Na fronteira, Rose Modesto garante união do povo 'brasiguaio' em torno da pré-candidatura

Pré-candidata a governo levou o projeto "MS que queremos" a região

16 maio 2022 - 11h17Por Rayani Santa Cruz

Após ir à fronteira, a pré-candidata ao Governo do Estado, deputada Rose Modesto (União) destaca que a agenda da sétima edição do "MS que queremos" foi marcada pela união entre o povo brasiguaio em apoio à sua pré-candidatura.

Segundo a pré-candidata ao governo, o projeto está cumprindo a sua função de ouvir as pessoas." Nós já percorremos 47 cidades ouvindo as pessoas, vendo qual é o problema que estão enfrentando. Em agosto, quando eu  irei entregar o meu plano de governo na Justiça Eleitoral, vai ter o perfume de cada cidade que passei", argumenta Rose Modesto.

"Nós precisamos de um olhar acolhedor, um olhar humanizado, uma pessoa que cuide de nós. E acredito que nosso Estado neste momento pede um olhar feminino", explica a auxiliar administrativa  Jessica Rodrigues  Félix, 38 anos, moradora de Coronel Sapucaia.

Conforme a assessoria, a rota do "MS que queremos" na fronteira foi emblemática mostrando a realidade dos sul-mato-grossenses - brasiguaios e povos originais-.

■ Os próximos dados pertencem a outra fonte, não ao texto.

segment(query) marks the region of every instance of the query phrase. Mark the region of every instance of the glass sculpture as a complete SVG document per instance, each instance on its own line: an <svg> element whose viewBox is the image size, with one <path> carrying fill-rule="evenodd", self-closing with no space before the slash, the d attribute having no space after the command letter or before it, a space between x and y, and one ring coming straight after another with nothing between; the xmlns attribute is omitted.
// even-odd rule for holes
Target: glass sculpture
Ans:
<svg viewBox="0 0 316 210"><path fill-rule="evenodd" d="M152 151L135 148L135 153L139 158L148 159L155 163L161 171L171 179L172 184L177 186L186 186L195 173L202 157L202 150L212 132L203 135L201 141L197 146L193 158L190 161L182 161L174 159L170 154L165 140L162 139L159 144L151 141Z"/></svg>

Entre os problemas: a falta de moradia digna, capacitação e qualificação de jovens, falta de infraestrutura de hospitais e postos de saúde e médicos especialistas. Essas foram as principais queixas encontradas.

Esse foi o caso da brasiguaia, moradora de Paranhos, Relva Gimenez, 30 anos, mãe de três filhos que mora em um barraco de lona e tenta sobreviver junto com o marido cultivando uma roçinha e fazendo bicos.

"É difícil, mas tem que ter fé que vai melhorar. Tem dia que nós só comemos uma vez no dia. Aqui quando chove e faz frio a coisa fica feia, não chegamos a passar frio, mas eu rezo para ver se Deus me ajuda", explica.

A falta de escolas profissionalizantes e oportunidades de crescimento profissional deixa preocupados pais e jovens na região. Como no caso do professor  Sílvio Santa Cruz, 52 anos, pai de um adolescente de 14 anos. Ele comenta  que a falta de oportunidade faz os jovens de 14 a 15 anos atravessem a fronteira em busca de  trabalho mesmo ganhando menos.

"Aqui não tem escolas profissionalizantes. E a oportunidade de conseguir ganhar dinheiro no Paraguai  é  sedutora para quem não tem oportunidades aqui em Sete Quedas. Precisamos investir nos jovens com qualificação e geração de emprego e renda", explica Santa Cruz.